Why do we have trouble loving others unconditionally? Two reasons:
- We don’t love ourselves.
- We aren’t receiving love from anyone.
If we don’t love ourselves, we will be unwilling to receive love from others because we believe we are unworthy. Because there is no love going in, we have no love going out. We grow bitter and angry and skeptical of anything good. We don’t trust. We don’t thrive.
We all have unmet needs, unfilled wants, and unhealed hurts. When those aren’t met, we start looking for love, acceptance, worth and security from anyone and anywhere. If we can’t find anyone, we choose anywhere or anything. This is why so many are addicted to substances, sex, porn, food, and on and on the list goes. These addictions only cause more guilt and more shame and give us more reasons to hate ourselves. We see no reason for anyone to love us and so we shut down. We know deep down the reason why we can’t be in meaningful relationships and extend love. But we look for ways to pass the blame. And so we say it’s our dad’s fault for doing this….Or mom’s fault…or his fault or her fault. After a while, we forget who we are really angry at and we end up being angry with everyone. We are destitute of love, peace and purpose.
But in this dark tunnel where we are stumbling about aimlessly searching for answers, Jesus shines His light. He shows up and loves us here. Even in our mess. Even in our shame. Even in our addiction. Even in our stubbornness and belief that we could never go back. Never undo. Never return. He comes running to us like the Father to the Prodigal Son. We just have to come to our senses as it says the Prodigal did. We have to choose to believe that anything is better than living in this downward spiral of hate and guilt and shame. That if there is a God, then maybe, just maybe, He can put our lives back together.
I remember being in a season of life where I felt like God just did not like me. I felt like I could never measure up. I felt like I had gone too far. I was a mess. My marriage was falling apart and I didn’t recognize my own face in the mirror. I was suicidal. Done. I had started hurting myself and spent most of my days in a fetal position in our dark bedroom. One night as I lay face down on the floor absolutely broken, I remember thinking God had left me. Given up on me. Stopped loving me. And it was in that darkness that I heard Jesus says, “I love you. Even here. Even now.” That experience changed my life. I never before accepted that Jesus loves me even in the middle of my mess. But He does. And He knew I needed to hear it from HIM.
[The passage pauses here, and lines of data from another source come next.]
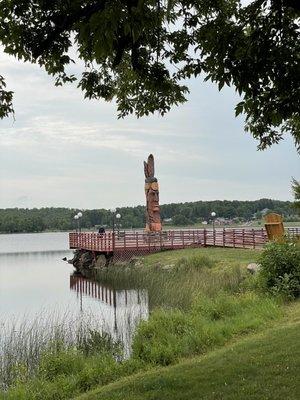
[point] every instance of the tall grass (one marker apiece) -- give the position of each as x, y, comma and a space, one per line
197, 304
175, 285
23, 342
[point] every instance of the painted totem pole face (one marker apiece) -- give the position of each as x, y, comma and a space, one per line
153, 221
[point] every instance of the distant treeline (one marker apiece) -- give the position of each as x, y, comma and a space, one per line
53, 218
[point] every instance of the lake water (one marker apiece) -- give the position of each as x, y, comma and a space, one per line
34, 280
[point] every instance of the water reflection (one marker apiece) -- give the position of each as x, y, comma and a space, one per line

Romans 5:8 says that in the midst of our disfunction, Jesus died for us. That’s hard for us to wrap our minds around because we would struggle dying for someone good. Jesus died for someone completely broken, unfixable: Me. You. All of us. He knows apart from Him, we have no hope. No healing. No purpose. So what’s holding you back from accepting this unconditional love? What’s keeping you from embracing Jesus as your Savior from yourself? All you have to do is believe that He died for you and rose again. Believe. And He will start putting your life back together and transforming you into the whole person He created you to be.